The history of Netflix stock and its current value
Netflix was founded all the way back in 1997 by Reed Hastings and Marc Randolph, who had the ingenious idea to provide a convenient movie rental service for the masses. This started out as a postal service, whereby the pair physically mailed movies to one another to test their idea. It evolved to become an online platform in 1998, which wasn’t the service that we’re familiar with today but instead offered sales and rentals rather than streaming. It goes without saying that the company has taken some impressive technological steps into the future over the years and has become the largest streaming library in the market and is the most widely used worldwide, hitting 200 million subscribers in 2020.

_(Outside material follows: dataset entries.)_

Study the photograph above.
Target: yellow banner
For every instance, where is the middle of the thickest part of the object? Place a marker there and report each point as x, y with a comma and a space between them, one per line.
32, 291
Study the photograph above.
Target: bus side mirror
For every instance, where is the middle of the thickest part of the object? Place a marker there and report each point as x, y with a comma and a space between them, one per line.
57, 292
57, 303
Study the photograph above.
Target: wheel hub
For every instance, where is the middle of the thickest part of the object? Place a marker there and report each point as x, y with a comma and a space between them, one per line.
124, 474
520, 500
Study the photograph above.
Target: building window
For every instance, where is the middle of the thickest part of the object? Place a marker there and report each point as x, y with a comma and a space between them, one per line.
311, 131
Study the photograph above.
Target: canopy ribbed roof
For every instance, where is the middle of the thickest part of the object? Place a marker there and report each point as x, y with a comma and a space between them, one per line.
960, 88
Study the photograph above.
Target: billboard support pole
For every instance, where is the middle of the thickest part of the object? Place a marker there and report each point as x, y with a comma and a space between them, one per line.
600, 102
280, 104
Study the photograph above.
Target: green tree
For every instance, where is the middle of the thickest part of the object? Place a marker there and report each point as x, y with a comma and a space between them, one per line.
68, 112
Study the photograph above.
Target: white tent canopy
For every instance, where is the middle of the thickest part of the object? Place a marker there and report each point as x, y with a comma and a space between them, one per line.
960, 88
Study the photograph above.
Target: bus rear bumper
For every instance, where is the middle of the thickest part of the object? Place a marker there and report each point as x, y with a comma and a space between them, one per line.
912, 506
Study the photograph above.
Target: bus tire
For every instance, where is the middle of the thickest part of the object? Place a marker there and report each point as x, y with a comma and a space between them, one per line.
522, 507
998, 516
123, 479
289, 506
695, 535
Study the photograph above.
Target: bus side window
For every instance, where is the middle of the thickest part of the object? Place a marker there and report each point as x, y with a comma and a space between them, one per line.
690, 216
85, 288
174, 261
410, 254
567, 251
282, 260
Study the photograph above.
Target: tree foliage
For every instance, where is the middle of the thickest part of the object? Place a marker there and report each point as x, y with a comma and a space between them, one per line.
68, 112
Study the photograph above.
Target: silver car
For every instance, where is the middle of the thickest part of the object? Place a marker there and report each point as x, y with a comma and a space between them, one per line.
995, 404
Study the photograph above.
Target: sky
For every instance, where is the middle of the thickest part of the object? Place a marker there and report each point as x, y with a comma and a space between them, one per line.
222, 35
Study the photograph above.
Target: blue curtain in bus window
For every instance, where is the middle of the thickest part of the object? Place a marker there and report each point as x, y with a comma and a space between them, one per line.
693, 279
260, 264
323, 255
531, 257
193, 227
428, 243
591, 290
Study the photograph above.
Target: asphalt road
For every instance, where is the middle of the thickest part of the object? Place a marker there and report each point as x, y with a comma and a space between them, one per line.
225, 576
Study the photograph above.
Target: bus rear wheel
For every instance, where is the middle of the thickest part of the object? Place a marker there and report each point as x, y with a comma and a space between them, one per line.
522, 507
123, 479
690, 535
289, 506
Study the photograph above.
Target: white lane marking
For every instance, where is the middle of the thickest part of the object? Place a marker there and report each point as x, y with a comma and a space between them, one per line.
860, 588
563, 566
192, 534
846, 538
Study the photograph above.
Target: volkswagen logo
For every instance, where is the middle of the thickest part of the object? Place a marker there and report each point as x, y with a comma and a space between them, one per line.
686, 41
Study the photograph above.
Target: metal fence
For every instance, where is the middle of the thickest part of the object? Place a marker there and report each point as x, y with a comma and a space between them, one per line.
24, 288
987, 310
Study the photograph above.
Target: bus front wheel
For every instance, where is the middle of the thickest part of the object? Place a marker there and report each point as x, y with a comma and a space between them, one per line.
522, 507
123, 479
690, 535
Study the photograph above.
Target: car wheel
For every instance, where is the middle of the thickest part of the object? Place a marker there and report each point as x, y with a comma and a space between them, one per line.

The company hasn’t just made tremendous progress in terms of technological advancements, its stock value has an impressive history, which we will delve into in this article and tell you how this market leader is currently fairing in the stock market.
Netflix’s stock in the beginning
If you were one of the intuitive individuals who believed in Netflix (NFLX) when it first started up and decided to purchase its stock, then you’re probably laughing now. When Netflix officially launched in 2002, it was priced at $15 per share, and since it was ranked as the best-performing stock in the Standard & Poor’s 500 Index (S&P 500) between 2010 and 2019, your return on investment would have reached an astounding 34,340% over the company’s 18-year period of operation.
Netflix experiences turbulence
It hasn’t always been plain sailing for the streaming giant, however, as in 2011 the company’s shares encountered some big losses. Much of the reason for this was the company’s betrayal of its loyal customers by demanding that they pay more for their DVD subscription service. Shares of the company also depleted because of its decision to split off into two sister companies, launching ‘Qwikster’, which would focus on the DVD aspect of the business, whilst Netflix would continue to flourish as a streaming service.
This dramatic change caused share prices in the company to fall by nearly 80% since shareholders responded adversely to the loss of subscribers which was caused by this company split. As a result, Netflix back-tracked, canceling all plans to create a sister company, and attempted to reinstate the vital foundations of trust that they previously had with their loyal customers. In their third quarter of 2011, Netflix had almost 810,000 less subscribers than had been recorded in the previous quarter.
A dramatic recovery
Following its 2011 failures, Netflix did in fact follow through with their plans to separate the DVD and streaming services on their site. This meant launching a new and improved model of ‘Qwikster’, which they renamed ‘DVD.com’. This gave its customers the choice, to continue to buy DVDs, or to take a step towards the future and subscribe to their streaming platform. Unsurprisingly, the majority of their customers chose the latter.
As 2012 drew to a close, Netflix’s figures showed that they had gained nearly 10 million subscribers globally on their streaming platform, whilst their DVD site recorded a loss of 400,000 customers. Netflix’s stock prices recovered in response to these impressive streaming figures and by the winter of 2012, its stock price hit its highest levels yet, trading at nearly $400 a share.
Netflix stock’s current value
At the end of 2020, Netflix had a collective subscriber count of 200 million paid members which was a 30% increase on the previous year. This was, of course, driven by the fact that individuals were spending more time at home, due to enforced lockdowns as a result of the coronavirus pandemic. This also enabled Netflix to rack up an impressive profit in 2020 of almost $2.8 billion and its shares increased by over 9% at the start of 2021. You can speculate on the stock prices of market leaders like Netflix when stock trading on Plus500, for example, to keep up to date with the latest price fluctuations.
At the time of writing, Netflix has just released plans to incorporate video games into its subscription packages, for no additional fee. This could see the company gain additional subscribers who have an interest in gaming, perhaps causing them to choose its streaming service over its competitors, influenced by this attractive freebee. This could see the platform further increase its influence in its sector, and who knows the heights that its stock could reach in the future!